Sinclair Broadcast Group beats expectations


The news lately from Sinclair Broadcast Group has been good for investors. It pulled off a financial restructuring and has now announced Q3 results which, while still down from a year ago, beat Wall Street expectations. And, the company’s Q4 guidance was also better than expected.

Q3 net revenues from continuing operations were down 9.1% to $136.4 million. Wells Fargo Securities analyst Marci Ryvicker proudly notes that she was right on the mark, while the Street consensus had been that Sinclair’s revenues would be down 13%.

But even Ryvicker underestimated EBITDA, which came in down only 7% at $51 million. The company’s previous guidance had been for a 12% decrease, which is what Ryvicker and other analysts had penciled into their calculations.

With the higher EBITDA, earnings per share also came in higher than expected, at 18 cents per share. The consensus had been only eight cents and even Ryvicker’s more optimistic 11 cents proved not to be optimistic enough.

“We have started to see signs that perhaps the worst of the recession is over. While we still do not expect to see an immediate robust recovery, improvements in the business are occurring as advertisers are beginning to buy with longer lead times and declines in the core business are getting smaller,” said CFO David Amy.

Here is Sinclair’s official revenue guidance for Q4:

“The Company expects fourth quarter 2009 station net broadcast revenues from continuing operations, before barter, to be approximately $143.3 million to $146.3 million, an 11.0% to 12.8% decline as compared to fourth quarter 2008 station net broadcast revenues of $164.4 million. This assumes $3.0 million in political revenues as compared to $25.6 million in fourth quarter 2008. For the full year, the Company is estimating net broadcast revenues of $544.1 million to $547.1 million, down 14.4% to 14.9% to 2008 net broadcast revenues of $639.2 million. The 2009 full year estimate includes $5.9 million of political revenues versus $41.1 million in 2008.”

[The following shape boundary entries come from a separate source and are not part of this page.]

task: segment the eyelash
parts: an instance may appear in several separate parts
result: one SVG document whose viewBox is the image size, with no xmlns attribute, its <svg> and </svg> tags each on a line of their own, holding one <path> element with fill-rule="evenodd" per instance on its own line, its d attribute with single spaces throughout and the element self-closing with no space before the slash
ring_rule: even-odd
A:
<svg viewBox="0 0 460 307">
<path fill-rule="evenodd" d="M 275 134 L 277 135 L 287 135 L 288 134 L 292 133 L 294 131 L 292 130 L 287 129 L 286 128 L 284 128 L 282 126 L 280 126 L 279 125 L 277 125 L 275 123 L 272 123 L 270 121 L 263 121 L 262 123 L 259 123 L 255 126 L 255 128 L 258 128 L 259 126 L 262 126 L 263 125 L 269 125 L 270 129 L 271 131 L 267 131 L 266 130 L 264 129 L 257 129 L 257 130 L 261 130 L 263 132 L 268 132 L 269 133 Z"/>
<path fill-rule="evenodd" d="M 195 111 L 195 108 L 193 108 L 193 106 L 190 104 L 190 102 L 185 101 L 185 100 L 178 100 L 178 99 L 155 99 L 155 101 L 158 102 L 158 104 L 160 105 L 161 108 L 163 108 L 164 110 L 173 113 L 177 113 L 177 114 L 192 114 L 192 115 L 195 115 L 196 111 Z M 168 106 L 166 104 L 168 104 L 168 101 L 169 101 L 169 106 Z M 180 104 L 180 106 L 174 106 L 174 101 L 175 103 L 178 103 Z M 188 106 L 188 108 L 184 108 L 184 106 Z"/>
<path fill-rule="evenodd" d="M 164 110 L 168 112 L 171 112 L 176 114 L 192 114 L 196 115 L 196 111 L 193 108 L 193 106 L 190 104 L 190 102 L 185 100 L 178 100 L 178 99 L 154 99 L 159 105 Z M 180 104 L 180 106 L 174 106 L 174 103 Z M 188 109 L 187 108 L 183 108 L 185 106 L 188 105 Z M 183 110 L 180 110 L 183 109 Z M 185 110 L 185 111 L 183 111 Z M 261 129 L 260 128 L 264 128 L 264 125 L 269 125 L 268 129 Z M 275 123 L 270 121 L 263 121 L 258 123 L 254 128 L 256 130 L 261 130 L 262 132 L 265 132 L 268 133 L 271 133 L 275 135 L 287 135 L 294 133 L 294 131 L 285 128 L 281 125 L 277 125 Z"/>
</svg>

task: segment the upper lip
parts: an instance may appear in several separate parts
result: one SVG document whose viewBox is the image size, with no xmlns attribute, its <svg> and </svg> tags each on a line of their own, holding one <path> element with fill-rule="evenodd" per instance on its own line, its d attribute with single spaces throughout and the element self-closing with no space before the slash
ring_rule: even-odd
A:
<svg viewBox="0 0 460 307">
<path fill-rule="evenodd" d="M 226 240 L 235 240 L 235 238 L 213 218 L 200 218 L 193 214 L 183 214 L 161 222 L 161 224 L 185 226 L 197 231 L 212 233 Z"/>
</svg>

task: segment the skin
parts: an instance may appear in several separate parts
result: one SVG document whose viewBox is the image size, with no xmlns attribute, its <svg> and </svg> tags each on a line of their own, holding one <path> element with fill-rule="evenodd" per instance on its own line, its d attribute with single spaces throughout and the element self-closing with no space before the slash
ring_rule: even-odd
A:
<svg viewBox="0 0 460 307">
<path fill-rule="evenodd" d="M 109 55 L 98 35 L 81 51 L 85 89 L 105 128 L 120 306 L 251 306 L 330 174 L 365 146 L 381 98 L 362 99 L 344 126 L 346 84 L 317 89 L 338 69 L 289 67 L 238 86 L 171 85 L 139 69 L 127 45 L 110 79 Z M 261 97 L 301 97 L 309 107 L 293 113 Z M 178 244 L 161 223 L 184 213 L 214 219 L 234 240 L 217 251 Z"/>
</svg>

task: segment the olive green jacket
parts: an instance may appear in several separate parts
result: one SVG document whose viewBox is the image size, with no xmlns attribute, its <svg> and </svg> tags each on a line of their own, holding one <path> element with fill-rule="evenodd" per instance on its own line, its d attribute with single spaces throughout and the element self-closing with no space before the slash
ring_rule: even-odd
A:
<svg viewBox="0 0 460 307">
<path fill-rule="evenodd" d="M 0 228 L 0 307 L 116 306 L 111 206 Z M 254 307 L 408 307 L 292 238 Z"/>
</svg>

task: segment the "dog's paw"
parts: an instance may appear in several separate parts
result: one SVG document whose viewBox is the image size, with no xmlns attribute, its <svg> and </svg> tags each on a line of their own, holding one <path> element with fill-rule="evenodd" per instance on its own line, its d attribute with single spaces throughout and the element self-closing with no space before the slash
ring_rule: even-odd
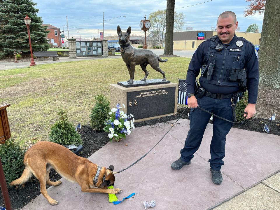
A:
<svg viewBox="0 0 280 210">
<path fill-rule="evenodd" d="M 62 182 L 61 182 L 61 181 L 57 181 L 55 182 L 55 185 L 54 186 L 58 186 L 61 184 Z"/>
<path fill-rule="evenodd" d="M 121 190 L 118 188 L 116 188 L 116 189 L 112 189 L 111 192 L 110 193 L 110 194 L 119 194 L 123 190 Z"/>
<path fill-rule="evenodd" d="M 51 200 L 49 201 L 49 203 L 53 206 L 55 206 L 58 204 L 58 202 L 56 200 L 55 200 L 52 198 L 51 198 Z"/>
</svg>

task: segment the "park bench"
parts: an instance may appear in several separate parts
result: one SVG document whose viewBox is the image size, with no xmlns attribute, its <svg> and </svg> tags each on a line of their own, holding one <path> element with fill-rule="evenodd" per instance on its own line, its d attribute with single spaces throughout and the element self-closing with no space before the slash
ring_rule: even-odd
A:
<svg viewBox="0 0 280 210">
<path fill-rule="evenodd" d="M 56 51 L 42 51 L 34 52 L 34 56 L 39 58 L 40 61 L 42 61 L 43 57 L 52 57 L 53 60 L 56 60 L 57 53 Z"/>
</svg>

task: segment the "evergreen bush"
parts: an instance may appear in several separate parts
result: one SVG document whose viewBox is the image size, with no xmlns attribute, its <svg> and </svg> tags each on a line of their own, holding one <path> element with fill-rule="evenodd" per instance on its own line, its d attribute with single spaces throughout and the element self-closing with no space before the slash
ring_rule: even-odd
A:
<svg viewBox="0 0 280 210">
<path fill-rule="evenodd" d="M 237 102 L 235 108 L 235 114 L 237 122 L 240 122 L 244 120 L 243 117 L 244 109 L 248 105 L 248 92 L 246 91 L 240 101 Z"/>
<path fill-rule="evenodd" d="M 58 113 L 59 120 L 50 129 L 50 141 L 63 145 L 81 144 L 83 142 L 80 135 L 75 130 L 73 124 L 68 121 L 66 111 L 61 109 Z"/>
<path fill-rule="evenodd" d="M 8 187 L 10 183 L 22 173 L 24 167 L 23 158 L 25 151 L 18 142 L 10 139 L 0 145 L 0 157 Z"/>
<path fill-rule="evenodd" d="M 17 57 L 17 59 L 18 60 L 20 60 L 21 59 L 21 55 L 19 54 L 16 55 L 16 56 Z"/>
<path fill-rule="evenodd" d="M 95 104 L 90 116 L 90 126 L 96 130 L 102 131 L 110 111 L 109 103 L 103 94 L 96 95 L 94 98 Z"/>
</svg>

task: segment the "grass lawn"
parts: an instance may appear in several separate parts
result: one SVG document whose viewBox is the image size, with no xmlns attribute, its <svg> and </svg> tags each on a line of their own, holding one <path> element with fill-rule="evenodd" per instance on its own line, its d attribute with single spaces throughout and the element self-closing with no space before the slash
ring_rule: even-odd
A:
<svg viewBox="0 0 280 210">
<path fill-rule="evenodd" d="M 167 80 L 178 83 L 186 78 L 189 58 L 168 58 L 160 63 Z M 162 75 L 149 65 L 148 79 Z M 144 74 L 140 66 L 135 80 Z M 63 108 L 69 119 L 82 126 L 88 124 L 94 96 L 104 94 L 109 99 L 109 85 L 129 78 L 121 58 L 40 65 L 0 71 L 0 104 L 11 104 L 7 108 L 12 138 L 26 147 L 39 139 L 47 140 L 51 125 Z"/>
<path fill-rule="evenodd" d="M 63 48 L 49 48 L 47 51 L 69 51 L 69 49 L 67 48 L 64 49 Z"/>
</svg>

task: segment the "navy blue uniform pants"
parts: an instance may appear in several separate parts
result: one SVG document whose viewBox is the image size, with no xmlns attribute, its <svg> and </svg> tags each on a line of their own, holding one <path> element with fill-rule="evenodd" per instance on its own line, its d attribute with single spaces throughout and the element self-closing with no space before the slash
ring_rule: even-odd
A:
<svg viewBox="0 0 280 210">
<path fill-rule="evenodd" d="M 233 112 L 230 99 L 218 99 L 204 96 L 197 98 L 198 106 L 218 116 L 233 121 Z M 211 115 L 198 108 L 192 108 L 190 113 L 190 130 L 181 150 L 181 158 L 188 162 L 193 158 L 193 154 L 198 149 L 204 134 L 205 129 Z M 211 168 L 220 170 L 224 164 L 226 136 L 233 123 L 213 116 L 213 135 L 210 145 L 211 159 L 209 161 Z"/>
</svg>

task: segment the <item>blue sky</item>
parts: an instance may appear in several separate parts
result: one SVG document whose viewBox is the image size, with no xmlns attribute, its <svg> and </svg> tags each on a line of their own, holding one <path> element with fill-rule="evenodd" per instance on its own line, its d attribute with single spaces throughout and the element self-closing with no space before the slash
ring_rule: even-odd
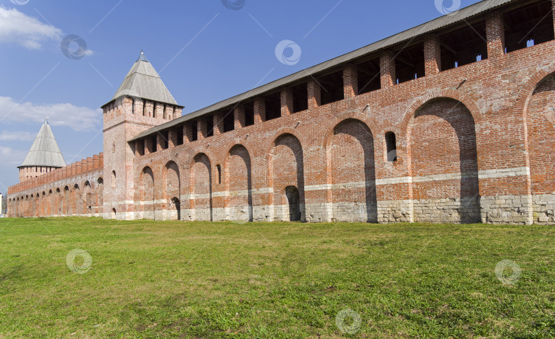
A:
<svg viewBox="0 0 555 339">
<path fill-rule="evenodd" d="M 0 0 L 0 192 L 45 116 L 68 163 L 102 151 L 99 107 L 141 50 L 187 113 L 476 2 Z"/>
</svg>

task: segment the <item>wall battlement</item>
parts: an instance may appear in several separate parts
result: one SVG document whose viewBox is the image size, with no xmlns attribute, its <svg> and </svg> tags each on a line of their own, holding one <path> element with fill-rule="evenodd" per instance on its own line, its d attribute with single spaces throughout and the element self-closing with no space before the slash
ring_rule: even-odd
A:
<svg viewBox="0 0 555 339">
<path fill-rule="evenodd" d="M 103 165 L 9 214 L 86 215 L 97 176 L 105 218 L 554 224 L 554 5 L 486 0 L 182 117 L 141 55 Z M 29 202 L 52 182 L 60 209 Z"/>
</svg>

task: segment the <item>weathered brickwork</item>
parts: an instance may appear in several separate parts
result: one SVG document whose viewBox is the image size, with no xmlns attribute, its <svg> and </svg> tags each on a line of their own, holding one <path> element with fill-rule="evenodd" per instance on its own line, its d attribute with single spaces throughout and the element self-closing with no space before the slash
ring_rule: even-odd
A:
<svg viewBox="0 0 555 339">
<path fill-rule="evenodd" d="M 10 187 L 10 217 L 103 217 L 101 153 Z"/>
<path fill-rule="evenodd" d="M 106 218 L 555 224 L 555 23 L 543 13 L 527 48 L 506 29 L 530 5 L 416 37 L 412 70 L 405 42 L 190 118 L 118 98 L 103 107 L 102 168 L 11 187 L 8 214 L 86 215 L 70 184 L 97 176 Z M 473 50 L 456 40 L 469 32 L 482 33 Z M 25 198 L 58 187 L 70 198 Z"/>
</svg>

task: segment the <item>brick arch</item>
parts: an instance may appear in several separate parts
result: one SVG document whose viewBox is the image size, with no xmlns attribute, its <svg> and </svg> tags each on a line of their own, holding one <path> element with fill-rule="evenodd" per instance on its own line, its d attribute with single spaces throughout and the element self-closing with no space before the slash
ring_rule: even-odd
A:
<svg viewBox="0 0 555 339">
<path fill-rule="evenodd" d="M 170 160 L 162 168 L 164 180 L 162 199 L 168 206 L 169 219 L 180 219 L 181 217 L 181 173 L 180 166 Z"/>
<path fill-rule="evenodd" d="M 269 186 L 273 190 L 271 204 L 276 219 L 281 221 L 306 220 L 304 192 L 304 147 L 295 130 L 284 130 L 275 136 L 268 154 Z M 291 133 L 293 132 L 293 133 Z M 293 188 L 298 199 L 291 204 L 287 193 Z M 289 189 L 288 191 L 287 189 Z M 300 216 L 300 217 L 299 217 Z"/>
<path fill-rule="evenodd" d="M 325 134 L 323 139 L 324 149 L 327 149 L 332 142 L 332 138 L 334 136 L 334 131 L 338 125 L 348 120 L 358 120 L 362 122 L 368 128 L 372 135 L 375 135 L 375 132 L 378 128 L 375 126 L 375 123 L 373 118 L 369 117 L 367 115 L 358 112 L 357 111 L 348 111 L 346 112 L 338 113 L 334 116 L 334 118 L 332 120 L 330 126 L 332 128 L 329 129 Z"/>
<path fill-rule="evenodd" d="M 275 140 L 284 134 L 291 134 L 296 137 L 297 139 L 299 140 L 299 142 L 301 143 L 303 150 L 306 149 L 305 145 L 301 142 L 301 140 L 306 140 L 306 137 L 304 134 L 301 134 L 298 130 L 292 127 L 282 127 L 274 133 L 271 137 L 268 138 L 268 141 L 263 148 L 264 154 L 267 155 L 270 154 L 272 150 L 275 146 Z"/>
<path fill-rule="evenodd" d="M 405 137 L 415 221 L 434 222 L 439 215 L 450 222 L 480 222 L 476 115 L 451 97 L 419 104 L 411 108 Z M 429 177 L 435 179 L 414 179 Z"/>
<path fill-rule="evenodd" d="M 555 72 L 555 64 L 552 64 L 538 70 L 534 75 L 526 81 L 517 94 L 517 100 L 513 105 L 513 112 L 517 116 L 526 116 L 528 104 L 532 99 L 534 91 L 541 81 Z"/>
<path fill-rule="evenodd" d="M 407 134 L 408 127 L 410 120 L 414 118 L 415 113 L 427 103 L 430 101 L 442 98 L 453 99 L 463 104 L 472 115 L 474 119 L 474 124 L 478 124 L 482 119 L 482 112 L 474 100 L 467 95 L 459 91 L 454 90 L 443 90 L 441 91 L 432 92 L 428 94 L 417 98 L 405 112 L 401 125 L 399 127 L 399 131 L 403 131 Z"/>
<path fill-rule="evenodd" d="M 223 181 L 226 195 L 225 206 L 229 208 L 230 219 L 252 221 L 252 157 L 243 144 L 230 148 L 223 163 Z M 244 192 L 246 191 L 247 194 Z"/>
<path fill-rule="evenodd" d="M 149 166 L 145 166 L 141 170 L 138 177 L 138 200 L 141 202 L 140 213 L 143 219 L 155 219 L 156 211 L 154 204 L 156 199 L 154 171 Z"/>
<path fill-rule="evenodd" d="M 552 223 L 555 222 L 552 212 L 555 206 L 555 72 L 542 70 L 532 78 L 535 83 L 527 86 L 526 90 L 530 92 L 522 113 L 533 221 Z"/>
<path fill-rule="evenodd" d="M 190 208 L 194 219 L 213 221 L 212 161 L 204 152 L 197 153 L 190 165 Z"/>
<path fill-rule="evenodd" d="M 327 202 L 338 221 L 378 221 L 374 135 L 360 113 L 338 118 L 324 141 Z"/>
</svg>

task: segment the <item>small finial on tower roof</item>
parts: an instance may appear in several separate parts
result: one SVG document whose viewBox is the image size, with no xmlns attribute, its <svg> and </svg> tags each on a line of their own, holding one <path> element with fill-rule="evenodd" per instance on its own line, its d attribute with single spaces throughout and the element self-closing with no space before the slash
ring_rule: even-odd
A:
<svg viewBox="0 0 555 339">
<path fill-rule="evenodd" d="M 137 61 L 149 62 L 149 60 L 147 59 L 147 56 L 145 55 L 145 53 L 143 51 L 142 49 L 140 50 L 140 54 L 139 54 L 139 57 L 138 59 L 137 59 Z"/>
</svg>

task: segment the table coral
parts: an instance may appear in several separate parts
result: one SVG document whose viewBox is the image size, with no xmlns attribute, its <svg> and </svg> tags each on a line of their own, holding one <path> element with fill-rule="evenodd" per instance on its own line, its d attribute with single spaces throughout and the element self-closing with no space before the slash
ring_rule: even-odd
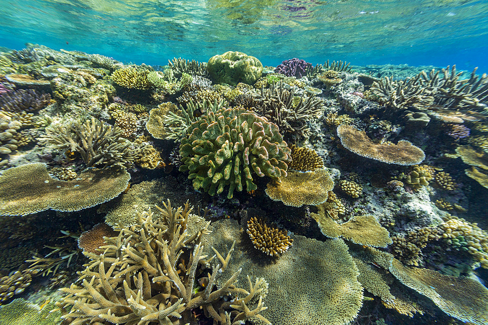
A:
<svg viewBox="0 0 488 325">
<path fill-rule="evenodd" d="M 246 273 L 264 278 L 269 284 L 268 308 L 261 314 L 272 324 L 346 325 L 357 315 L 363 304 L 363 289 L 357 268 L 342 239 L 323 242 L 295 235 L 286 254 L 276 260 L 262 258 L 256 263 L 256 255 L 261 252 L 249 250 L 248 240 L 236 220 L 219 220 L 208 229 L 211 235 L 202 241 L 205 254 L 215 254 L 211 247 L 228 249 L 235 241 L 229 273 L 219 279 L 217 287 L 224 286 L 232 272 L 240 268 L 239 283 L 247 282 Z"/>
<path fill-rule="evenodd" d="M 44 164 L 12 167 L 0 176 L 0 215 L 25 215 L 52 209 L 78 211 L 114 198 L 130 175 L 119 166 L 91 169 L 70 181 L 52 178 Z"/>
<path fill-rule="evenodd" d="M 211 195 L 257 188 L 252 173 L 278 178 L 286 175 L 290 149 L 276 124 L 244 109 L 211 112 L 194 122 L 182 139 L 180 171 L 189 172 L 195 190 Z"/>
<path fill-rule="evenodd" d="M 341 143 L 348 150 L 363 157 L 387 164 L 410 166 L 420 164 L 425 153 L 409 141 L 401 140 L 397 144 L 385 142 L 375 143 L 364 131 L 354 127 L 341 124 L 337 127 Z"/>
<path fill-rule="evenodd" d="M 293 240 L 286 234 L 286 231 L 269 227 L 256 217 L 247 221 L 246 232 L 254 248 L 270 256 L 283 254 L 293 245 Z"/>
<path fill-rule="evenodd" d="M 263 64 L 254 57 L 229 51 L 212 57 L 207 70 L 210 78 L 217 83 L 235 85 L 244 82 L 252 85 L 261 77 Z"/>
<path fill-rule="evenodd" d="M 334 188 L 328 172 L 290 172 L 286 177 L 268 183 L 265 191 L 273 201 L 281 201 L 291 207 L 316 205 L 325 202 L 328 192 Z"/>
<path fill-rule="evenodd" d="M 194 290 L 197 271 L 207 257 L 203 254 L 202 240 L 210 233 L 210 222 L 199 219 L 190 234 L 186 227 L 192 215 L 189 204 L 175 209 L 169 200 L 163 203 L 163 209 L 156 206 L 162 218 L 153 218 L 150 210 L 138 214 L 134 226 L 122 228 L 117 237 L 106 238 L 103 254 L 85 253 L 90 261 L 80 273 L 81 285 L 61 289 L 67 294 L 63 307 L 69 310 L 62 318 L 71 324 L 188 324 L 193 319 L 192 310 L 201 307 L 216 323 L 227 318 L 232 324 L 253 319 L 269 324 L 260 314 L 266 309 L 261 294 L 264 280 L 253 286 L 249 280 L 249 291 L 235 286 L 241 270 L 229 268 L 231 247 L 221 250 L 227 252 L 225 258 L 215 251 L 218 262 L 211 270 L 208 285 L 204 290 Z M 215 288 L 229 273 L 225 283 Z M 222 299 L 230 295 L 234 298 L 232 301 Z M 253 301 L 258 303 L 250 310 Z"/>
<path fill-rule="evenodd" d="M 388 231 L 380 225 L 374 216 L 359 215 L 339 224 L 327 215 L 321 205 L 317 207 L 318 213 L 311 213 L 312 217 L 319 224 L 324 235 L 330 238 L 342 237 L 355 244 L 386 247 L 391 244 Z"/>
</svg>

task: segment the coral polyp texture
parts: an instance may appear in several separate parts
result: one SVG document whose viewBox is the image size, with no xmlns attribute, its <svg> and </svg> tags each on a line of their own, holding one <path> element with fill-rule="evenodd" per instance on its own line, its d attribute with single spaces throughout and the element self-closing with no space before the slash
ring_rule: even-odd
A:
<svg viewBox="0 0 488 325">
<path fill-rule="evenodd" d="M 291 146 L 291 162 L 288 168 L 299 172 L 307 172 L 324 167 L 324 159 L 313 149 Z"/>
<path fill-rule="evenodd" d="M 328 172 L 318 169 L 306 172 L 288 172 L 287 176 L 269 182 L 264 191 L 274 201 L 281 201 L 291 207 L 301 207 L 323 203 L 328 198 L 328 191 L 333 188 L 334 180 Z"/>
<path fill-rule="evenodd" d="M 212 57 L 207 64 L 210 78 L 218 83 L 253 84 L 261 77 L 263 64 L 245 53 L 229 51 Z"/>
<path fill-rule="evenodd" d="M 246 232 L 254 248 L 270 256 L 285 253 L 293 245 L 293 240 L 286 231 L 269 227 L 256 217 L 247 221 Z"/>
<path fill-rule="evenodd" d="M 0 215 L 78 211 L 114 198 L 130 179 L 118 166 L 90 170 L 70 181 L 52 178 L 41 163 L 12 167 L 0 176 Z"/>
<path fill-rule="evenodd" d="M 342 145 L 349 151 L 387 164 L 410 166 L 418 165 L 425 159 L 422 149 L 405 140 L 397 144 L 375 143 L 364 131 L 346 124 L 337 127 L 337 134 Z"/>
<path fill-rule="evenodd" d="M 151 88 L 147 79 L 148 70 L 134 67 L 125 67 L 115 70 L 112 74 L 112 80 L 119 86 L 126 88 L 144 90 Z"/>
<path fill-rule="evenodd" d="M 276 124 L 245 109 L 210 112 L 194 122 L 182 140 L 180 171 L 189 172 L 196 190 L 211 195 L 228 185 L 235 190 L 253 191 L 253 174 L 277 178 L 286 175 L 290 150 Z"/>
</svg>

That also is better than Wall Street had been expecting. “Management is guiding net broadcast revenue to $143-$146M (-13% to -11%), which is better than our $140M (-15%) forecast due to higher than expected political ($3M vs. our $1M).  EBITDA (excl. FAS123) is expected to be $50-$53M (-20% to -15%) – also higher than our $48M forecast (-23%) due to the higher than expected revenue,” noted Ryvicker.

For CEO David Smith, it was a day to relish in good news after some trying months. “We are pleased to report that we have successfully restructured our balance sheet and addressed our cash flow needs. With the proceeds of our new $500 million senior secured second lien notes offering due 2017, we will be able to fund the tender offers of our 3% and 4.875% senior convertible bonds and repay a portion of our bank debt. The bank credit facility was also amended and restated to allow for $75.4 million of the $135.9 million revolving commitments to be extended until 2013 and to raise $330 million of a new term loan B tranche due 2015 which was used to repay the term loan A tranches. The potential cross-default with our LMA partner, Cunningham Broadcasting, was also resolved as they were successful in renegotiating their bank credit facility to obtain a three-year amortizing extension which will be funded through purchase option deposits made by Sinclair over the next three years. This was a necessary step to provide the liquidity we need to continue to compete and to be in position to capitalize on the opportunities that may come before us under the new digital regime of the television broadcasting industry,” Smith said, tying all of the recent developments into one package of happy news.